Library publishing often relies on librarians taking on journal “hosting” or publishing roles, despite having little experience with publishing. Key to this role is working with editors, who may also be new to the “back end” of publishing. Whether nurturing a collection of existing journals, or guiding a new journal toward its first issue, it can be challenging to build relationships with editors, understand the needs of the journals, and build the necessary skills. As a librarian who is still relatively new to library publishing, I am interested in the practices, ideas, and challenges of others who are working with similar programs. The session will be a semi-structured discussion intended to provide librarians an opportunity to ask questions and share strategies. Likely discussion topics include: • Strategies for communicating with editors and understanding their needs • Identifying and prioritizing useful library interventions (some possibilities: indexing, preservation, and accessibility) • Resources and strategies for learning about publishing • Decision making around taking on new journals • Development of policies to guide this work In order to help attendees turn this conversation into action, we will use a notes document to gather suggestions and resources.
Library publishers are responsible for more than just the content we publish; we are responsible for the containers we put it in. While we champion Open Access, the infrastructure we lease from vendors often undermines the values we claim to uphold. Consider the reality of our vendor platforms: You can have perfectly accessible PDFs, but if a blind author cannot navigate the submission dashboard, your program is exclusionary. Similarly, you can remove the financial paywall for your readers, but if your vendor replaces it with a surveillance dragnet, you haven’t made the research free—you’ve just changed the currency. The commercial surveillance of user data in academic systems continues to grow unchecked. The April 2026 Department of Justice (DOJ) deadline for WCAG 2.1 AA compliance has passed, leaving libraries to face legal liability for the accessibility of these third-party platforms. We cannot code our way out of these problems; we must negotiate our way out. This session frames the license agreement as the library’s and library publisher’s most powerful tool for enforcing equity. We will present SPARC’s work on privacy contract negotiation alongside an initial landscape analysis of accessibility clauses. Participants will discuss how to move beyond checking the Voluntary Product Accessibility Template (VPAT) to demanding binding contract language that protects user data and ensures legal compliance. Join us to strategize how we can hold our infrastructure vendors accountable to our values and the law.
Open education work—particularly where it intersects with library publishing, open access, OER creation, and open pedagogy—plays an increasingly visible role in how libraries support teaching, learning, and scholarly communication. While this work is widely valued, approaches to describing, supporting, and recognizing open education roles and contributions vary across institutions and contexts. This Birds-of-a-Feather session will bring together library publishers, open education practitioners, scholars, and collaborators for an informal, facilitated conversation about how open education work is understood, supported, and sustained within library publishing ecosystems. The first portion of the session will focus on surfacing how participants currently navigate recognition and legitimacy for open education work within existing institutional and professional structures, drawing on lived experience in their professional roles. The second half of the session will turn toward collective reflection and possibility. Participants will discuss what it could look like for professional communities and groups like the emerging Open Education Association to serve as convening spaces for shared learning, visibility, and coordination. Rather than proposing fixed frameworks, the conversation will center on identifying common values, open questions, and areas where collaboration could help professionalize the field of open education in relation to open publishing. The session will be guided by structured prompts, group discussion, and a Padlet facilitating collective note-taking to highlight themes, tensions, and opportunities. Participants will leave with a clearer understanding of how peers across the library publishing and open education communities are approaching professional recognition in open publishing, as well as a shared set of questions, considerations, and conversation starters that can inform future collaboration at local, regional, and national levels.

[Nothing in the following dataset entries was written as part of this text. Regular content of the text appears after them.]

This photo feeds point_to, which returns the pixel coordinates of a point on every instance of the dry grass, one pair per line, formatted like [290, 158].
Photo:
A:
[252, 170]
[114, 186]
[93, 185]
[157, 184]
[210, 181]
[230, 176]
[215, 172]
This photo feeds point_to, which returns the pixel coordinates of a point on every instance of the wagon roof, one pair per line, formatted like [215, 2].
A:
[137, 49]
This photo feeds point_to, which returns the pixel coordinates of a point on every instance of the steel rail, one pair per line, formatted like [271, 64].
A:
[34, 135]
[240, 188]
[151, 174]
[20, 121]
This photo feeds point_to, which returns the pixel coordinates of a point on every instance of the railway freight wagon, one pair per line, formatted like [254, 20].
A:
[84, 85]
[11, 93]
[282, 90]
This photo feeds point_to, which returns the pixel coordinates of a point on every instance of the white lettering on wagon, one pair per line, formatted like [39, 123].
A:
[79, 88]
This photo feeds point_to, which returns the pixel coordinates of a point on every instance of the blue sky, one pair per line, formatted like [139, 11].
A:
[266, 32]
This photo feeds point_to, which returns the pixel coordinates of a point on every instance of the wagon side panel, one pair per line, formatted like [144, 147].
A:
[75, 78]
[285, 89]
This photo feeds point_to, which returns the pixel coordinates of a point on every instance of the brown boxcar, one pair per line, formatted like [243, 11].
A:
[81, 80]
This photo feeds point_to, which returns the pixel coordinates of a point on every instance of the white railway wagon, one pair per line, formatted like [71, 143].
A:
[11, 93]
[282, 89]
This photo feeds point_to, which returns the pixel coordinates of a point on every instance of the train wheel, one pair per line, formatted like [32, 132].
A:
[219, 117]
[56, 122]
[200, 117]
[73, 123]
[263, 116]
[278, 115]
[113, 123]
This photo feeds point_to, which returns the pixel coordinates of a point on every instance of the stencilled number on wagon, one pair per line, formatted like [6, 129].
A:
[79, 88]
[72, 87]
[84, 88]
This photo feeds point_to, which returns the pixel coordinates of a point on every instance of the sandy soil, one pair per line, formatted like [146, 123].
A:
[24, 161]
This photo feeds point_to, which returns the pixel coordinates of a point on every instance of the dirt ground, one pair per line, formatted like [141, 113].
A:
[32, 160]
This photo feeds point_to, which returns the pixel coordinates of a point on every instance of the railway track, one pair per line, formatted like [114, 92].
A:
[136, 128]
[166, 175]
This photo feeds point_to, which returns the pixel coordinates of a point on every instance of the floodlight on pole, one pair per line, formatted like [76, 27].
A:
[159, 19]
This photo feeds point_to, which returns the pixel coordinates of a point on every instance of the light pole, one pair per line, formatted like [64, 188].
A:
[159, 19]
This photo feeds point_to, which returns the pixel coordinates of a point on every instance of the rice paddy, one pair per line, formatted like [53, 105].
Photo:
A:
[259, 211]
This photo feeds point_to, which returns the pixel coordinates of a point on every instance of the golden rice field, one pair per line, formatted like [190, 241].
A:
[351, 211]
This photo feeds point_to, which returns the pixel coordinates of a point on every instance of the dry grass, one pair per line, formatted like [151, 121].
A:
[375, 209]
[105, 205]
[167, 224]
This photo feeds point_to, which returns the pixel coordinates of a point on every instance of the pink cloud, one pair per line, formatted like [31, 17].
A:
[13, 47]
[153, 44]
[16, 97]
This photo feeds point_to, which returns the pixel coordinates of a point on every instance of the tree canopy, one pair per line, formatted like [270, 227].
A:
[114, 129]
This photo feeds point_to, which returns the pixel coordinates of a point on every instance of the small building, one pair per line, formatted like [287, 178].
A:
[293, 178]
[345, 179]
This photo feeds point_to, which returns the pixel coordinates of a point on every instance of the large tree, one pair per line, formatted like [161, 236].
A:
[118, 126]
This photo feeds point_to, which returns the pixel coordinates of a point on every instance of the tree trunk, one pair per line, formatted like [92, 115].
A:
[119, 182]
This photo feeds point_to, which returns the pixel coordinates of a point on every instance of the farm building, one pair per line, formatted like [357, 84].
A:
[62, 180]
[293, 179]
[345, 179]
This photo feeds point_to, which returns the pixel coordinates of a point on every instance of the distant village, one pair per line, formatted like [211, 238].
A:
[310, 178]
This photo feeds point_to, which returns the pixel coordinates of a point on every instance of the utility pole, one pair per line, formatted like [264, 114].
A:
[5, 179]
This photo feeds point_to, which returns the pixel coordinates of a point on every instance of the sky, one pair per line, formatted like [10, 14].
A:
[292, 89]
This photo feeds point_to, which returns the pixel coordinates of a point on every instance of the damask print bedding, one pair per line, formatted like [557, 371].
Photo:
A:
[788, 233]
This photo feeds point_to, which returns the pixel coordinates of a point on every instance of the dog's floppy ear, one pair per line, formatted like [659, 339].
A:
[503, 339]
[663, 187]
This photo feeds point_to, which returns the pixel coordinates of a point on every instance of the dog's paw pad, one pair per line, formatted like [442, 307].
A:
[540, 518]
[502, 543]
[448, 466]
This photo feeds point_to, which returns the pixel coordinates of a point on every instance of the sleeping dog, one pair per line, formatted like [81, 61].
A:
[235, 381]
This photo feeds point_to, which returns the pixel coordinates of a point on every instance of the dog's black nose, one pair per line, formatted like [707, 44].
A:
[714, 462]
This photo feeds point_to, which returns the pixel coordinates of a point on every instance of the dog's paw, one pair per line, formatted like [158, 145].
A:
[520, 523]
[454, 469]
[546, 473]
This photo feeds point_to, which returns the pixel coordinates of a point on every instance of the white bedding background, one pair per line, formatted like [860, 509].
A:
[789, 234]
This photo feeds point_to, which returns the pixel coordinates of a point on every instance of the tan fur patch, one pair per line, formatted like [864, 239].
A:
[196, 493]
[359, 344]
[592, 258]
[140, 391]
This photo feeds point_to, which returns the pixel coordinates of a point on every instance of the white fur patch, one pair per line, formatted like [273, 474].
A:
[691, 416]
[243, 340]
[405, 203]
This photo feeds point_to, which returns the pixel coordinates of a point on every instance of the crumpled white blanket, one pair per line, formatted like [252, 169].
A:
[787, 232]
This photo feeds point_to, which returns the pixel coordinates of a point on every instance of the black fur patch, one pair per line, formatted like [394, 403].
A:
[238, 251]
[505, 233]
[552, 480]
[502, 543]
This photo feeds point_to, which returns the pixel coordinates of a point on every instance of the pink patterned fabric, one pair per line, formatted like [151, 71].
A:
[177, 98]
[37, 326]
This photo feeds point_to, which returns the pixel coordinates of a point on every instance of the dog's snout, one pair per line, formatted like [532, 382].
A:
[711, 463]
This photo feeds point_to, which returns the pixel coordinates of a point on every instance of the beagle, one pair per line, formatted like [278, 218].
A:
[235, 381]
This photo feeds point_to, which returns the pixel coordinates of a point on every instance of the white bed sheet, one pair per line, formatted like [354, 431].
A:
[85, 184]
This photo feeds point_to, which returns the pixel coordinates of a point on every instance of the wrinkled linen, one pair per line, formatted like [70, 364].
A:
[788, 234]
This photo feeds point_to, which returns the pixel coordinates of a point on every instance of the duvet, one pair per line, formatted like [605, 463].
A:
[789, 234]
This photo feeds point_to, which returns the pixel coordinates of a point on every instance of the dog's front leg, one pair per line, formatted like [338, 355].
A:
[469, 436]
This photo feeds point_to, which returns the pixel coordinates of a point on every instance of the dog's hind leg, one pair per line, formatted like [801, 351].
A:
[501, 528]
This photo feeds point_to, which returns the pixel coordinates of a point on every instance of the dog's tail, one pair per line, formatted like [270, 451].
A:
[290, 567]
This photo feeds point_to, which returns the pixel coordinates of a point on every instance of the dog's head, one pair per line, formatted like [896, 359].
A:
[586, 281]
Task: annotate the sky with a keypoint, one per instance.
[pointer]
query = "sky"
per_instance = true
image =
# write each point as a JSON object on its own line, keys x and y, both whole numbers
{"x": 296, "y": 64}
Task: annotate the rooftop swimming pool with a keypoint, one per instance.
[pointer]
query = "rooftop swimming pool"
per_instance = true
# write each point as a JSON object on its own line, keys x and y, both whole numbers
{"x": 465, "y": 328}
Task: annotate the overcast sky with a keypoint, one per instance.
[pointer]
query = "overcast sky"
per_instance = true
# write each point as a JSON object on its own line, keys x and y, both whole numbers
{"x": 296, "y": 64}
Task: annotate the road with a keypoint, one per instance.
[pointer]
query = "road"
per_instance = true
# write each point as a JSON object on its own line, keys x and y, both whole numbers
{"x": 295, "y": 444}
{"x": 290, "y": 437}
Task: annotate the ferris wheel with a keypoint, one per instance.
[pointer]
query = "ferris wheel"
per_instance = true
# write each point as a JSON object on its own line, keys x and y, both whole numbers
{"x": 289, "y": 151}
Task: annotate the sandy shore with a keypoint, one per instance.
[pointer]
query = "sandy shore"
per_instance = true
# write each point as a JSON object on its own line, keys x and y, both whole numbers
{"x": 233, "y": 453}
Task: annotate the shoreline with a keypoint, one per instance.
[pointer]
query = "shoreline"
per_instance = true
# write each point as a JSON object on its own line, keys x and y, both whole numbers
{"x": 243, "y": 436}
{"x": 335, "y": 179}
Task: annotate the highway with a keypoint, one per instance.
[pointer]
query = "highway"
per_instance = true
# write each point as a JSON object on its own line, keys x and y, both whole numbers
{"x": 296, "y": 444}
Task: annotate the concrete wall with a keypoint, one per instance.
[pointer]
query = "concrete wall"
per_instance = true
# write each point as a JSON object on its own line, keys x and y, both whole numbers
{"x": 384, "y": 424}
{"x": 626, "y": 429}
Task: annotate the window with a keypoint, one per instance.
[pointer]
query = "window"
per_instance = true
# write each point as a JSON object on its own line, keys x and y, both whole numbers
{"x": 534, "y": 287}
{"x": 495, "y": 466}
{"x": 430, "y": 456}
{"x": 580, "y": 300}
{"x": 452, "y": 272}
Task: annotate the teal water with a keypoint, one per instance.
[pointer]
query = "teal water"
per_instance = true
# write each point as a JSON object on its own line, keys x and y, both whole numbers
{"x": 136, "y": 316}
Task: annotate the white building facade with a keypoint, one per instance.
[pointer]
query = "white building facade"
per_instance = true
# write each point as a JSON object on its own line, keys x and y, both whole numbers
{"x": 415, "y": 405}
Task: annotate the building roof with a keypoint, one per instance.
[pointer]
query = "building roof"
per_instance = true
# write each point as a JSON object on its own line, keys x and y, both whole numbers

Consortial programs arise when higher education institutions seize opportunities to operate at scale to better serve their faculty, students, and communities. Whether by delivering cost savings or leveraging shared resources, technology, and infrastructure, consortia offer opportunities to do more together. Also, emerging from a desire to serve their institutional communities, library publishing programs seem like a natural fit for consortia to operate at scale through shared resources, technology, and infrastructure. But has this occurred in practice? This birds of a feather session uses the results of survey of consortial publishing efforts as a starting point of conversation with those who are publishing at a consortial scale, whether central office staff or those partnering with consortia to publish. We will consider: –What seems to work for your consortia and how can others learn from you? –What hurdles emerge from offering publishing services at scale? Are there any tensions between the expectations/needs/values of the various institutions you serve? –How do you make sure you serve all of your institutions, not just those that are well resourced? How do you make sure that you are reaching and interacting with underserved institutions? –What aspects seem most valued by consortial members (staffing, money, technology, other infrastructure)? –Are there ways that consortia can work together to operate at a larger scale? –Is there need for a separate group for communication of consortia involved in publishing? We hope to leave the session with an action plan for both individual consortia but also potentially organize a community of practice across US consortia. While the session is aimed at consortial publishers, those who are interested in building capacity for publishing at scale are also welcome to join the discussion.